AK81
- Founded: 2007
- Founded by: Jørn Nielsen
- Founding location: Copenhagen, Denmark
- Years active: 2007-present
- Territory: Scandinavia
- Ethnicity: Danish, Swedes, Norwegians, Icelanders
- Membership (est.): 300 (in 2007)
- Criminal activities: drug trafficking, gun trafficking
- Allies: Hells Angels
- Rivals: Immigrant gangs (especially the gang from Blågårdsplads): Black Cobra, Black Scorpions, Loyal to Familia, Black Jackets

= AK81 =

AK81 are a Danish street gang involved in drug and gun trafficking as well as proxenetism They are a "support gang" (also referred to as "puppet clubs" by law enforcement) of the Hells Angels MC although members are not required to own a motorcycle or wear a patched kutte-style club vests. Because of this, along with high-running racial tensions, they are recruiting much faster than the Hells Angels in Denmark, which makes them one of the most influential and powerful crime groups in Europe. AK stands for "Altid Klar", which is Danish for Always Ready, and 81 is synonymous with the letters HA - the abbreviation of "Hells Angels". The gang was formed in 2007 to combat immigrant street gangs in a feud over the lucrative illegal hashish market. This means that they essentially provide muscle for the Hells Angels. They were estimated to have around 300 members in 2007.

The war emerged as a conflict between the Hells Angels and AK81 against united gangs of immigrants.
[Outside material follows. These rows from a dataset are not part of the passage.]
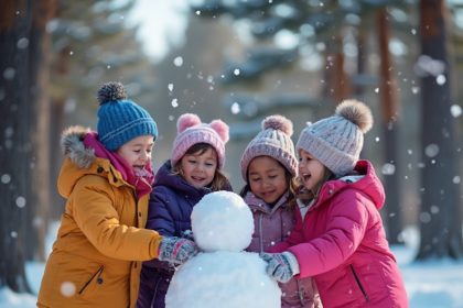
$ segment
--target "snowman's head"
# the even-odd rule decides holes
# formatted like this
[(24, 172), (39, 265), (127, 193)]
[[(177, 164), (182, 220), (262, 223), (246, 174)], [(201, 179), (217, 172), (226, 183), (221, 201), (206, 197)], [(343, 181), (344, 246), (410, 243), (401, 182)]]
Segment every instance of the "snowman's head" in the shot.
[(205, 252), (240, 252), (251, 241), (252, 213), (239, 195), (211, 193), (194, 206), (192, 229), (196, 244)]

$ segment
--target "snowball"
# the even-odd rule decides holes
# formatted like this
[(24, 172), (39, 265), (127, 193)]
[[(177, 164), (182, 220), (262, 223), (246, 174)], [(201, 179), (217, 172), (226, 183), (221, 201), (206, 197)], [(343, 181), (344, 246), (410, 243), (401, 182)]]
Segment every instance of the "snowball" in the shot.
[(279, 308), (281, 290), (257, 253), (200, 253), (180, 267), (169, 285), (166, 308)]
[(192, 230), (196, 244), (203, 251), (239, 252), (250, 244), (252, 213), (239, 195), (215, 191), (194, 206)]

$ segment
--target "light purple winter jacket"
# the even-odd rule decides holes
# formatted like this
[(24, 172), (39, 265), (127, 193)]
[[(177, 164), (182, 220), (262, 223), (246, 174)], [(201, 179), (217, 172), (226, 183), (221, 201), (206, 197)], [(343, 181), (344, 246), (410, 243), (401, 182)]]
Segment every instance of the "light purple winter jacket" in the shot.
[(295, 255), (300, 277), (313, 277), (325, 308), (403, 308), (403, 280), (386, 240), (379, 209), (385, 191), (373, 165), (359, 161), (356, 182), (326, 182), (291, 235), (271, 252)]
[[(294, 212), (288, 208), (288, 196), (283, 195), (271, 208), (252, 193), (247, 193), (245, 201), (254, 216), (255, 231), (246, 251), (266, 252), (271, 245), (283, 241), (294, 227)], [(283, 308), (322, 307), (315, 283), (312, 278), (292, 278), (287, 284), (279, 284)]]

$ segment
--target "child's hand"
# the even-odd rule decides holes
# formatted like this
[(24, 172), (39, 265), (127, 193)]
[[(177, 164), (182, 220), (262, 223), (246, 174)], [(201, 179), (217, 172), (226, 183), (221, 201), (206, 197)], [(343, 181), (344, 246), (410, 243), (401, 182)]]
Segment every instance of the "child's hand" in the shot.
[(164, 237), (159, 245), (160, 261), (183, 264), (198, 252), (193, 241), (175, 237)]
[(292, 276), (299, 274), (298, 260), (290, 252), (260, 253), (260, 257), (268, 263), (267, 274), (280, 283), (288, 283)]

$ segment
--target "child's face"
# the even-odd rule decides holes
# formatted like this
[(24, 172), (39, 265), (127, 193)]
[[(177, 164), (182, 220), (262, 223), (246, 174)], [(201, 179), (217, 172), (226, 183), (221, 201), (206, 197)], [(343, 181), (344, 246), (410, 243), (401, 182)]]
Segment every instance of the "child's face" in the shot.
[(288, 190), (284, 167), (269, 156), (254, 158), (248, 167), (249, 187), (254, 195), (273, 205)]
[(213, 148), (200, 153), (185, 154), (180, 161), (183, 177), (196, 188), (209, 185), (217, 169), (217, 154)]
[(325, 175), (325, 166), (309, 152), (299, 150), (299, 177), (309, 190), (317, 188)]
[(142, 170), (148, 162), (151, 161), (151, 153), (154, 146), (154, 138), (152, 135), (141, 135), (125, 143), (117, 150), (119, 154), (129, 166), (132, 167), (133, 173)]

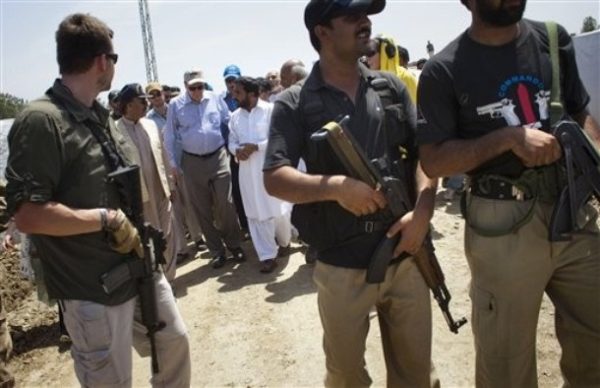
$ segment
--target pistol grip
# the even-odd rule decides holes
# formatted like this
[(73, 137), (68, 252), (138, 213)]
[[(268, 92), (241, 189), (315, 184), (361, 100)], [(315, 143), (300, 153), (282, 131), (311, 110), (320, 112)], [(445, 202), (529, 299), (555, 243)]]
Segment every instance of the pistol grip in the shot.
[(387, 267), (392, 260), (394, 248), (398, 243), (398, 236), (392, 238), (384, 237), (375, 253), (371, 256), (369, 268), (367, 269), (367, 283), (381, 283), (385, 279), (385, 272)]

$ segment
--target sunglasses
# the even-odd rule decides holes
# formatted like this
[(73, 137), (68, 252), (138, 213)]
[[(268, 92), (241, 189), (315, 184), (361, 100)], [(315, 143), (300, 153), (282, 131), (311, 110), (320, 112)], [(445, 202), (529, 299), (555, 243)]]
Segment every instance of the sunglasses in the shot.
[(110, 59), (111, 61), (113, 61), (113, 63), (116, 65), (117, 61), (119, 60), (119, 54), (115, 54), (115, 53), (106, 53), (104, 54), (106, 56), (106, 58)]

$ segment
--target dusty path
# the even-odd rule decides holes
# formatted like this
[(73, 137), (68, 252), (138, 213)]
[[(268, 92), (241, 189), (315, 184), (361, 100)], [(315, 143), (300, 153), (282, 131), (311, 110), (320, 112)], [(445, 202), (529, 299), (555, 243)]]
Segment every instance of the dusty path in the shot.
[[(455, 318), (468, 315), (469, 276), (463, 256), (463, 223), (456, 201), (447, 203), (438, 199), (434, 225), (437, 254), (453, 295), (451, 311)], [(251, 251), (250, 245), (246, 248)], [(246, 263), (228, 263), (219, 270), (213, 270), (200, 255), (180, 266), (176, 284), (179, 308), (190, 331), (192, 385), (322, 386), (321, 327), (311, 273), (312, 267), (304, 263), (298, 247), (270, 275), (258, 272), (254, 254)], [(30, 302), (27, 311), (53, 316), (34, 302)], [(442, 386), (473, 386), (469, 324), (455, 335), (447, 329), (435, 304), (433, 312), (433, 357)], [(545, 300), (538, 331), (540, 387), (561, 384), (553, 314)], [(374, 386), (384, 386), (379, 330), (377, 320), (371, 321), (367, 365)], [(77, 386), (69, 352), (58, 348), (56, 326), (49, 325), (45, 331), (29, 328), (25, 332), (21, 335), (36, 336), (41, 332), (44, 335), (37, 334), (38, 343), (22, 339), (29, 345), (22, 346), (21, 354), (9, 364), (19, 386)], [(149, 370), (149, 360), (137, 357), (134, 352), (134, 386), (149, 385)]]

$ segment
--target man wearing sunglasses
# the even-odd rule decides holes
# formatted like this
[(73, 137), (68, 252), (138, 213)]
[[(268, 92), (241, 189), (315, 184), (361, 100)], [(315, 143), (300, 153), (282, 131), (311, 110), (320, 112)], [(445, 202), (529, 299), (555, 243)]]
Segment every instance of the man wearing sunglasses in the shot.
[[(373, 308), (381, 328), (387, 385), (439, 384), (431, 363), (429, 290), (410, 257), (428, 231), (437, 181), (417, 169), (416, 153), (407, 152), (410, 164), (405, 176), (398, 178), (407, 191), (415, 189), (411, 194), (416, 205), (399, 219), (386, 217), (383, 193), (349, 177), (327, 141), (310, 140), (312, 133), (346, 115), (350, 117), (346, 129), (364, 145), (370, 159), (409, 143), (388, 143), (387, 135), (414, 139), (416, 112), (406, 87), (393, 74), (371, 71), (358, 62), (369, 49), (368, 15), (384, 7), (384, 0), (308, 3), (304, 22), (319, 61), (304, 85), (291, 86), (275, 101), (265, 157), (267, 192), (296, 204), (294, 224), (318, 251), (313, 278), (324, 331), (327, 387), (372, 383), (364, 353)], [(375, 78), (377, 85), (395, 95), (393, 105), (388, 105), (390, 116), (383, 114), (380, 89), (371, 81)], [(295, 168), (300, 158), (306, 162), (306, 173)], [(396, 155), (393, 160), (400, 162)], [(398, 233), (399, 244), (384, 281), (366, 283), (366, 269), (379, 242), (386, 234)], [(401, 252), (407, 252), (404, 259)]]
[[(112, 30), (87, 14), (56, 32), (61, 77), (15, 119), (9, 134), (8, 209), (38, 250), (50, 298), (61, 305), (81, 386), (131, 386), (131, 347), (149, 355), (137, 278), (109, 290), (103, 275), (139, 263), (140, 237), (108, 174), (135, 152), (96, 97), (110, 89), (117, 55)], [(155, 273), (160, 371), (154, 386), (189, 386), (187, 330), (168, 282)], [(137, 310), (137, 314), (136, 314)]]
[[(229, 109), (206, 89), (201, 70), (184, 74), (186, 92), (169, 104), (164, 130), (165, 148), (173, 176), (183, 179), (191, 206), (213, 259), (213, 268), (225, 265), (229, 249), (236, 261), (246, 255), (231, 194), (229, 155), (221, 126), (229, 123)], [(176, 139), (182, 152), (176, 153)]]

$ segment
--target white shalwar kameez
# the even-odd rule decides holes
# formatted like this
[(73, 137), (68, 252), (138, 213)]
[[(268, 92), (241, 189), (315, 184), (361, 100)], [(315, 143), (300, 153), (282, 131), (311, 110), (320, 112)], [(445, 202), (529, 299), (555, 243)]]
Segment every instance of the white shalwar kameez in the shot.
[(286, 247), (291, 239), (291, 204), (270, 196), (263, 184), (262, 168), (272, 111), (273, 104), (259, 99), (252, 111), (238, 108), (229, 121), (232, 154), (243, 144), (258, 145), (258, 151), (239, 161), (239, 182), (250, 237), (260, 261), (275, 259), (278, 245)]

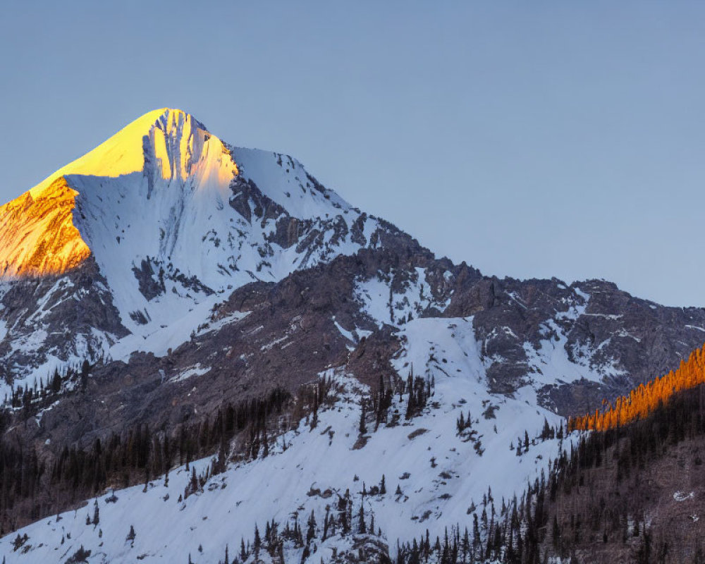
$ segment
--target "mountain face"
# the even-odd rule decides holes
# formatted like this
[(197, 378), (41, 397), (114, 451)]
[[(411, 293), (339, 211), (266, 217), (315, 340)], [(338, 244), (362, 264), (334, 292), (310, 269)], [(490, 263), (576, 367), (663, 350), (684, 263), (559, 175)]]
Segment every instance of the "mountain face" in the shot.
[[(37, 522), (0, 540), (8, 564), (82, 561), (82, 546), (90, 562), (216, 563), (227, 545), (232, 561), (255, 523), (305, 528), (312, 511), (305, 544), (270, 530), (271, 554), (238, 558), (384, 561), (398, 539), (493, 518), (493, 496), (498, 515), (574, 440), (542, 429), (675, 367), (705, 332), (703, 309), (604, 281), (438, 258), (295, 159), (178, 110), (0, 218), (0, 447), (23, 453), (0, 478), (24, 484), (0, 495), (0, 525)], [(161, 446), (116, 470), (113, 449), (146, 429)]]
[[(17, 385), (85, 357), (163, 355), (234, 288), (400, 235), (293, 159), (231, 147), (168, 109), (136, 120), (0, 217), (5, 379)], [(37, 280), (52, 281), (37, 292)], [(111, 313), (53, 323), (66, 300)], [(68, 338), (52, 338), (67, 328)]]

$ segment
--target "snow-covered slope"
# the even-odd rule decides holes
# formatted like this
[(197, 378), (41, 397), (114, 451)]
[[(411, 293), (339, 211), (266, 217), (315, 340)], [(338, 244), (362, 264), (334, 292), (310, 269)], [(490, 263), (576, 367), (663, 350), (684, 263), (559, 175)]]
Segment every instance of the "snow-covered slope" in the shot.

On 12 January 2008, an AK81 member stabbed two immigrants on Munkemøllestræde in Odense and was sequentially arrested. The man was convicted and sentenced on 25 May 2008 to one and a half years in prison. AK81 members clashed with immigrant groups at the Odense courthouse during the man's trial. AK81 members again fought with immigrants at the district court in Odense on 12 June 2008 when an AK81 member allegedly threatened an immigrant with a knife. On 5 August 2008, the Hells Angels' newly-opened clubhouse on Petersmindevej in Odense was strafed with gunfire.

The first major incident in the gang war came on 14 August 2008 when 16 immigrant gang members were fired upon by suspected AK81 assailants in front of a pizzeria in Tingbjerg. One of the immigrants, 19-year-old Osman Nuri Dogan, was fatally shot. An AK81 member was arrested for questioning in relation to the shooting but was subsequently released due to a lack of evidence. Police believe the shooting was carried out as retaliation for the beating of an AK81 member by immigrants at a pizzeria.

On 1 September 2008, a large group of immigrants attacked the Hells Angels clubhouse on Svanevej in the Nordvest quarter of Copenhagen. Several cars fled the area when police arrived, and an undetonated grenade was found at the scene. On 3 September 2008, three young immigrants were arrested shortly after eleven gunshots were fired on a street on Amager. Two cars involved in the shooting were subsequently located outside the Hells Angels clubhouse on Lindgreens Allé. Police searched the clubhouse, finding three firearms and arresting eleven bikers. On 4 September 2008, between 100 and 150 Hells Angels marched through the streets of Aarhus during the city's festive week in a show of force.

On 8 October 2008, there was a shoot-out between AK81 members and a group of immigrants in the Nørrebro district of Copenhagen, during which one man was injured. An AK81 man began shooting at a group of immigrant gang members, who took cover before calling for back-up who arrived carrying guns. The next day, immigrant gang members attacked AK81 members in Odense which led to the police arresting fourteen people.

The violence has also gone beyond the streets and into prisons. In August 2009, a mass brawl between immigrant gangs and Hells Angels broke out at Vridsløselille Prison. And on 12 August 2009, three men linked to AK81 and the Hells Angels were jailed for beating up two immigrants at a club in Hellerup in April of that year.